Dr BOUMEHDI Bounhir
Médecin radiologue
Une fiction inspirée de la pratique quotidienne de la radiologie médicale
On l’appelait le Collectionneur.
Dans les couloirs et le deux étages de son centre de radiologie, le Dr B.B. passait pour un homme discret, affable et souriant. Une voix calme, une politesse ancienne. Rien, absolument rien, ne laissait deviner l’obsession qui l’habitait.
Dans son bureau, derrière une porte que personne n’a le droit de franchir, s’alignaient des armoires métalliques. Des dizaines.
À l’intérieur, soigneusement classés, des milliers de clichés radiologiques.
Crânes, thorax, bassins, vertèbres, mains déformées par le temps ou la maladie.
Chaque image portait une date, un numéro, parfois une annotation manuscrite, fine et précise, comme une écriture d’horloger.
Pourquoi garder ces fragments d’anatomie, alors que la loi, la science et le bon sens recommandaient la numérisation ?
Pourquoi garder les vestiges d’un monde revolu ?
La question finit par intriguer, puis inquiéter.
Un soir, après le départ du personnel, une infirmière remarqua de la lumière dans le bureau du médecin radiologue.
Le Dr B.B. était là, seul, entouré d’images étalées sur le sol, disposées comme les pièces d’un puzzle impossible.
Il semblait chercher un ordre secret, une correspondance invisible.
Lorsqu’il leva les yeux, son regard n’était ni fou ni coupable.
Il était habité.
L’enquête fut discrète. Administrativement polie.
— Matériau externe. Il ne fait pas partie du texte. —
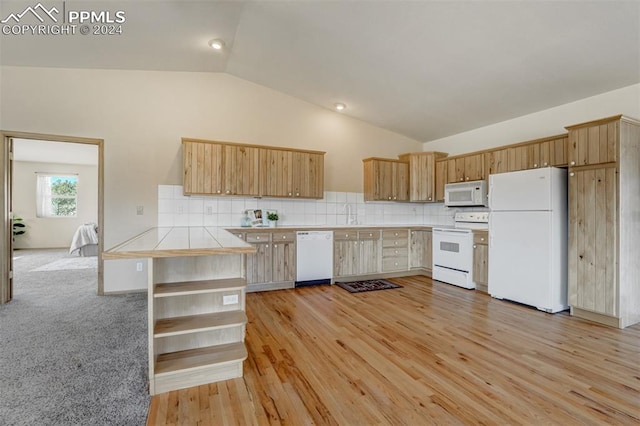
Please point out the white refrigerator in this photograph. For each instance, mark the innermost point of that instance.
(528, 238)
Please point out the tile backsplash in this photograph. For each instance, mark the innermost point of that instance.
(336, 208)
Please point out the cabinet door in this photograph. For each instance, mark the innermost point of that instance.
(554, 152)
(481, 266)
(593, 240)
(202, 165)
(241, 174)
(441, 179)
(400, 187)
(594, 145)
(260, 264)
(473, 167)
(496, 161)
(369, 256)
(284, 261)
(307, 175)
(275, 172)
(345, 258)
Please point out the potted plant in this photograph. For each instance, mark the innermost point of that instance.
(273, 219)
(19, 228)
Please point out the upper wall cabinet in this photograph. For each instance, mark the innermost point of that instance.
(422, 174)
(593, 145)
(222, 168)
(385, 180)
(289, 173)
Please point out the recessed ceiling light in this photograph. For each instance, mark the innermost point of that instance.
(216, 44)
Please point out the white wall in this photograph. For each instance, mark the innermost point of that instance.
(541, 124)
(52, 232)
(142, 115)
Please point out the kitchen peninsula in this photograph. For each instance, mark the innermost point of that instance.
(196, 303)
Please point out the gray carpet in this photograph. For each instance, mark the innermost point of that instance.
(69, 357)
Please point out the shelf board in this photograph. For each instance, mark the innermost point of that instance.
(195, 323)
(198, 287)
(193, 359)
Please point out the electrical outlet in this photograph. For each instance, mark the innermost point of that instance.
(231, 299)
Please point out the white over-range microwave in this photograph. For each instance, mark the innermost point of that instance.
(466, 194)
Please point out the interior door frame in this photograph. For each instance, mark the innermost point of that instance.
(6, 234)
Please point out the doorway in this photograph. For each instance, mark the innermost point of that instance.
(7, 202)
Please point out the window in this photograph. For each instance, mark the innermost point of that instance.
(57, 195)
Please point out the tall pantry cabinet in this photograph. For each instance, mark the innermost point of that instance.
(604, 221)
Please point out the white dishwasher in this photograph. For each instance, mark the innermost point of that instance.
(314, 257)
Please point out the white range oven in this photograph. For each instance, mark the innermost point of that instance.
(453, 249)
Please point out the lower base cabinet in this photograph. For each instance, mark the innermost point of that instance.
(481, 260)
(421, 250)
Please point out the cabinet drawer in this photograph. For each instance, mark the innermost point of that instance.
(283, 236)
(258, 237)
(345, 235)
(369, 235)
(480, 237)
(395, 233)
(396, 242)
(399, 252)
(394, 264)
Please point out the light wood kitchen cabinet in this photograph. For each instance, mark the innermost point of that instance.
(441, 179)
(604, 229)
(481, 260)
(596, 144)
(273, 265)
(220, 168)
(356, 252)
(553, 151)
(395, 250)
(421, 250)
(422, 174)
(385, 180)
(284, 256)
(289, 173)
(224, 168)
(496, 161)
Officieusement inquisitrice. On parla de manie, de collectionnite, de trouble obsessionnel.
Mais rien ne tenait vraiment.
Le Collectionneur n’amassait pas au hasard. Il sélectionnait.
Chaque image correspondait à un instant précis, à une trajectoire humaine interrompue.
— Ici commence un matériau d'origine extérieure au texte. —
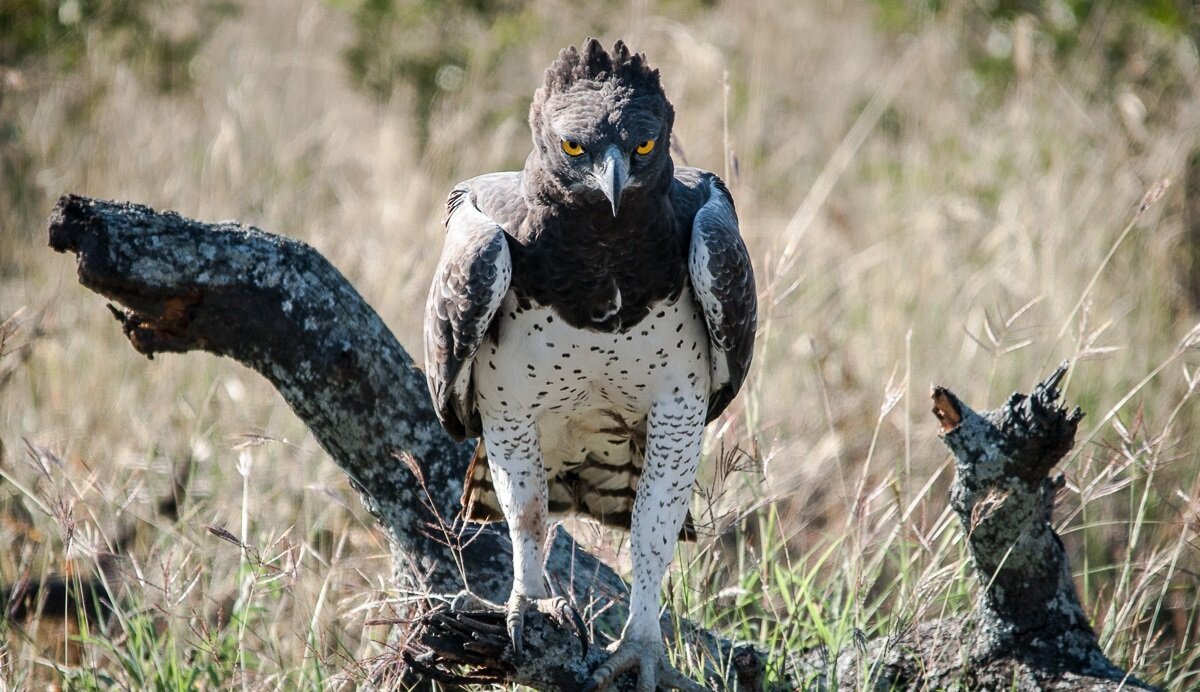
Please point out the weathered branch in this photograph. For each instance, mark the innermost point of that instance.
(279, 307)
(1029, 630)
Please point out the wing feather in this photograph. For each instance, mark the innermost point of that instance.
(723, 281)
(468, 287)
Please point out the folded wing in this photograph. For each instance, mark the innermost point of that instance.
(723, 280)
(472, 278)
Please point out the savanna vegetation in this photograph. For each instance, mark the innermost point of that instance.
(933, 191)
Il ne conservait pas des organes.
Il conservait des histoires.
Un ancien interne, curieux, osa l’interroger.
— Que cherchez-vous, docteur ? demanda-t-il un matin.
Le Dr B.B. sourit.
Un sourire triste, presque tendre.
— Je cherche ce que le corps avoue quand la bouche se tait.
Alors la vérité commença à se dessiner, lentement, comme une révélation, enfouie sous plusieurs couches de silence.
Le Dr B.B. avait perdu quelqu’un. Longtemps auparavant.
Une mort mal expliquée. Un diagnostic trop rapide. Un cliché manquant.
Depuis ce jour, il collectionnait non pas pour accumuler, mais pour comparer.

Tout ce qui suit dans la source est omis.